Jović-Stosić J, Babić G, Todorovic V. Vojnosanit. Pregl. 2009; 66(6): 477-481.

Affiliation

Military Medical Academy, Clinic of Emergency and Clinical Toxicology, National Poison Control Centre, Belgrade, Serbia. ncktvma@eunet.co.yu

Copyright

(Copyright © 2009, Institut Vojnomedicinski Dokumentaciju)

DOI

unavailable

PMID

19583147

Abstract

BACKGROUND: Since the introduction of diquat in agriculture practice in 1960's, about 40 cases of poisoning have been described in detail in medical literature. CASE REPORT: We presented two cases. A case one, a 35-year-old, previously healthy, woman ingested 14% diquat solution. The poisoning had fulminant course, consisted of severe stomachache, vomiting, cardiocirculatory shock, respiratory failure and cardiac arrest 20 hours post-ingestion. Autopsy revealed myocardial infarction, bronchopneumonia and incipient renal damage. A case two, a 64-year-old man developed severe gastroenteritis, corrosive lesions of mucosal surfaces, acute renal injury, arrhythmias, brain stem infarction and bronchopneumonia.

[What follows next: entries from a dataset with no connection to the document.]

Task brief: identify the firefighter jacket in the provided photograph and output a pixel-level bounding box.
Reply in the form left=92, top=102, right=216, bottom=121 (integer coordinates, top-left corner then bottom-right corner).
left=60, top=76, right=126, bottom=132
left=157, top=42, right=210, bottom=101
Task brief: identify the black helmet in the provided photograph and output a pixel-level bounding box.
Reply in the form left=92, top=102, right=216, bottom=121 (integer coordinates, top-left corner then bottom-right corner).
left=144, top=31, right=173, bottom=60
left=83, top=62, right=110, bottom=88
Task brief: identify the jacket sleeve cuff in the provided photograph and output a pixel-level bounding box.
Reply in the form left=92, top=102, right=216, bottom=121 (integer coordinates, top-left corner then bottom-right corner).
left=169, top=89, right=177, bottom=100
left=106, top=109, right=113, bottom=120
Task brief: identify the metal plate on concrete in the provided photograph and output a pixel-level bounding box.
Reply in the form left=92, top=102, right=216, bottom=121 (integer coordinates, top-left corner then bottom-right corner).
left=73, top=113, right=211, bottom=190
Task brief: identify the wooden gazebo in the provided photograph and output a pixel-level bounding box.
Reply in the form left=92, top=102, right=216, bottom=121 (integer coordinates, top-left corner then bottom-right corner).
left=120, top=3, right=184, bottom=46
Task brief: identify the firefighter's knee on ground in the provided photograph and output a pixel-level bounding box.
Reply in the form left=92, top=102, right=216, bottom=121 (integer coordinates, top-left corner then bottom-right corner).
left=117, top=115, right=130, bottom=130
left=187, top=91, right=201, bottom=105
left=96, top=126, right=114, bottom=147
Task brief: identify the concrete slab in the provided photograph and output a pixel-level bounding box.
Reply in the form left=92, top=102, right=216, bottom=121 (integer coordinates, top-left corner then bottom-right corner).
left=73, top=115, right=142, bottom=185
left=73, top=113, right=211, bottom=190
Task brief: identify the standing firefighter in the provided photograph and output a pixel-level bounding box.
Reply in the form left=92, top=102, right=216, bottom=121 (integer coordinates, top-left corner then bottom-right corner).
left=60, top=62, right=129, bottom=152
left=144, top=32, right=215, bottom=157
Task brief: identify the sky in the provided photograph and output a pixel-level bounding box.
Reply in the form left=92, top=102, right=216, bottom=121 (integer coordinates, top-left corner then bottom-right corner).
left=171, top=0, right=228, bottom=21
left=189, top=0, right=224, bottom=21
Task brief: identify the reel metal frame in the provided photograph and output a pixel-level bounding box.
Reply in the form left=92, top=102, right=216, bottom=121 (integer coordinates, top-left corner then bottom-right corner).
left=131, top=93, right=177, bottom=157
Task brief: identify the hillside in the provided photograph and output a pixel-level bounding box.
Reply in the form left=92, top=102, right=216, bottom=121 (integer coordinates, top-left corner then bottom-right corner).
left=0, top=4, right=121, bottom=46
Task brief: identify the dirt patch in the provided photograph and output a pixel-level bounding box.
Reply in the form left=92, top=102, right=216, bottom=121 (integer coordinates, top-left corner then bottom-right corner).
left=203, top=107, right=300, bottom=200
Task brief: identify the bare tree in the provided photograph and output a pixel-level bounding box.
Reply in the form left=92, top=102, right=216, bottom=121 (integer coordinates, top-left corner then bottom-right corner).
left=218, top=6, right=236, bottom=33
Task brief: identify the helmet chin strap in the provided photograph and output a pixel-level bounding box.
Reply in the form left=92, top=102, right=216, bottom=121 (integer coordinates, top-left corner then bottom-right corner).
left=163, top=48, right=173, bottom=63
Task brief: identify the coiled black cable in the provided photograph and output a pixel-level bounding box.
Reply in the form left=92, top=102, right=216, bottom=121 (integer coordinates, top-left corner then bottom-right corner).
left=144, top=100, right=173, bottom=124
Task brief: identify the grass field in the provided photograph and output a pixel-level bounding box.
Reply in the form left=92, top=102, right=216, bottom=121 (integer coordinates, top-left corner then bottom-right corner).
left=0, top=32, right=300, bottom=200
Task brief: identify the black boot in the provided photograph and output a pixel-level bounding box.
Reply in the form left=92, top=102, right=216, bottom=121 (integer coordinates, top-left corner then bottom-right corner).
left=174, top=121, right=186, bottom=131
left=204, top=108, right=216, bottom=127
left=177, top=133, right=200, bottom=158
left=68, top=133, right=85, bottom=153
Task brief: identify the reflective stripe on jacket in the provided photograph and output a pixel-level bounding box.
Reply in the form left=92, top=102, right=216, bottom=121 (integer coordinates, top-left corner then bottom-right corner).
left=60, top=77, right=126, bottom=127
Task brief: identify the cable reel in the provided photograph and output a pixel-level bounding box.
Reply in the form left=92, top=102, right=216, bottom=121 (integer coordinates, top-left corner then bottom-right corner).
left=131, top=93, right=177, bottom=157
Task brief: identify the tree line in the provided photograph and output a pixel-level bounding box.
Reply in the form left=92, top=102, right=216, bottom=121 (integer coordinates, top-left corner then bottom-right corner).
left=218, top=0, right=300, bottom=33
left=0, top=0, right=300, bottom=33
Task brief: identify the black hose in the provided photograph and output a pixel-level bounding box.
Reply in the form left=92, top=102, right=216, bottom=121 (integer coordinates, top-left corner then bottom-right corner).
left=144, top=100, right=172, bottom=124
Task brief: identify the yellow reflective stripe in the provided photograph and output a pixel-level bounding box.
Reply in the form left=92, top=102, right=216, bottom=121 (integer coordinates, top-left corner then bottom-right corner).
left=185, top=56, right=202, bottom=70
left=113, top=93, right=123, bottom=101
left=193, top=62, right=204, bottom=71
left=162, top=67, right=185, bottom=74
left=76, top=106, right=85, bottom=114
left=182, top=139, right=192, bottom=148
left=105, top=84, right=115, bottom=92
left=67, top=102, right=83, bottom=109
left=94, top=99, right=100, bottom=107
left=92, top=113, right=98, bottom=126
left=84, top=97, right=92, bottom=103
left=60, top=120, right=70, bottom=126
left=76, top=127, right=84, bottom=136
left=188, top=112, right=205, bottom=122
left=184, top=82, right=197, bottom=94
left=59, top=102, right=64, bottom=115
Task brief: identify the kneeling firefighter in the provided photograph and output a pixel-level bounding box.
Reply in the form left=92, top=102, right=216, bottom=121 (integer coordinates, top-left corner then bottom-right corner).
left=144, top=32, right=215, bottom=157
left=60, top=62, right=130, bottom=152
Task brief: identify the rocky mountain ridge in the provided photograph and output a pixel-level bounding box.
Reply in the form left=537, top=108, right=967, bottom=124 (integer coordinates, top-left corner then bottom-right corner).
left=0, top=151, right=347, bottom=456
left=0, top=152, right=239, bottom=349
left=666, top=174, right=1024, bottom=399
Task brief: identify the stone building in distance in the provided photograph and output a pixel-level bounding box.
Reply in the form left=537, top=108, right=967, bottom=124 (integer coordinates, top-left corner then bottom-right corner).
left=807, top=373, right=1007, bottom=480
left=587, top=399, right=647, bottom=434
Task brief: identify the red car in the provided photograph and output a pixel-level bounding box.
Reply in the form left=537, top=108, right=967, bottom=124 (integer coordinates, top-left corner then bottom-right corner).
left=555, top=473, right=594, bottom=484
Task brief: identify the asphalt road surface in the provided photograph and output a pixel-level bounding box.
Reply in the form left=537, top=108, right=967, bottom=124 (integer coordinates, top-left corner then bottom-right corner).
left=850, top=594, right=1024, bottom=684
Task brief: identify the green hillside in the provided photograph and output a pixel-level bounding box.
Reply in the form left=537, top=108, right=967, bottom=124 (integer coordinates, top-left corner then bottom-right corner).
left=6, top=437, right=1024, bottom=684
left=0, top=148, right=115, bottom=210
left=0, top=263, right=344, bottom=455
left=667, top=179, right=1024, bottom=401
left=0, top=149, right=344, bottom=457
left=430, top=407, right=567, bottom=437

The diagnosis of diquat poisoning was made retrospectively upon the clinical picture and identification of pesticides he had been exposed to. The patient died 18 days post-exposure. The most prominent findings on autopsy were pontine hemorrhage and infarction, bronchopneumonia, left ventricle papillary muscle infarction and renal tubular damage. CONCLUSION: Cardiocirculatory disturbances led to fatal complications, the heart and brain infarction. We pointed out the heart as one of the most severely affected organs in diquat poisoning.